As you grew from a lovable lump of a baby to a mature and responsible young adult, your parents most likely advised you – almost as frequently as they harped on you to eat your broccoli – that you should be kind to others.
Perhaps they were Golden Rule style parents, telling you to “Do unto others as you would have done to you.” Maybe their lessons came in the form of trips to church during which you would listen to tales of the virtues of kindness. What your parents probably didn’t mention, and perhaps should have, is that being kind to others can actually have a positive impact on your health.
Micro-Moments
Kindness doesn’t have to take a long time – or even be consciously offered – to make a difference. Psychology researcher, Barbara Fredrickson, PhD points to the positive impact of micro-moments. These moments, says Fredrickson, are the simple, and often seconds long, exchanges of positive gestures or words. Things as simple as sharing a smile or offering and receiving a high-five can reduce susceptibility to depression and anxiety, suggests Fredrickson. Humans crave connection, and these seemingly simple moments of oneness with another can provide just enough connection to satisfy that craving and leave both members of the exchange in a better place than they were pre-connection.
Conscious Compassion
For some, compassion and kindness come easy. Although scientists have lots of theories about brain chemical combinations and receptor factors, they don’t fully understand the profoundly complex workings of the human brain and, as such, can’t really explain why some people jump to kindness while others are prone to react in anger. If you’re more prone to anger than you would like, putting some conscious effort into being compassionate could prove beneficial to both your relationship maintenance and your health.
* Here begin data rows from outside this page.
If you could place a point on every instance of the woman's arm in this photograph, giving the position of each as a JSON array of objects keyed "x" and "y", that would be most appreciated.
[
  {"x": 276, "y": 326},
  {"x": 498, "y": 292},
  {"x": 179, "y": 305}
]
If you’re quick to anger, reprogram your brain, suggests psychologist Elisha Goldstein, PhD. When you feel anger welling up, force yourself to stop and take a breath. When you do so, consciously reflect on the fact that you are okay and the issue about which you are going to erupt is minor. The more you practice this, the more effectively you can reprogram your brain to react differently in times of stress.
Volunteerism
Do you want to extend your life while doing good for others? If a series of studies published in “BMC Public Health” is to be believed, volunteerism could help you do just that. In these studies, researchers found that regular volunteerism reduced rates of mortality by 22 percent. Studies suggested that the type of volunteerism didn’t really matter. What did make a difference, it would seem, was getting out in the community and giving back in some form. If you’ve been looking for a reason to sacrifice some leisure time to engage in volunteerism, this research should be a sound enough inducement.
Soothing Gestures
Give yourself a quick burst of positive feelings with a simple gesture. Although it may be difficult to believe, doing something as simple as placing your hand over your heart can make a major difference. University of Texas associate professor, Kristen Neff, PhD argues that a natural mammalian response occurs when you make this gesture, leaving you feeling gentler and calmer and more connected to your inner self.
Maintaining Humility
If it seems like you’re doing everything right, but you just aren’t feeling the positive effects of your good deeds, you may be making one minor misstep. Maintaining humility as you help is vital. If you’re giving to the poor, that’s wonderful. You must, however, put conscious effort into not thinking of yourself as superior to these individuals you are helping. Viewing yourself in a superior light creates a chasm between you and the people you are helping.
To truly reap the benefits of your kindness, you must recognize the similarities that you share with those on the receiving end of your good doing. If you find yourself struggling to maintain humility, look for things you have in common with the recipients of your goodwill. Perhaps you are both parents. Maybe you grew up in the same neighborhood. The more similarities you can find the better, as each will help you truly connect with those you are helping.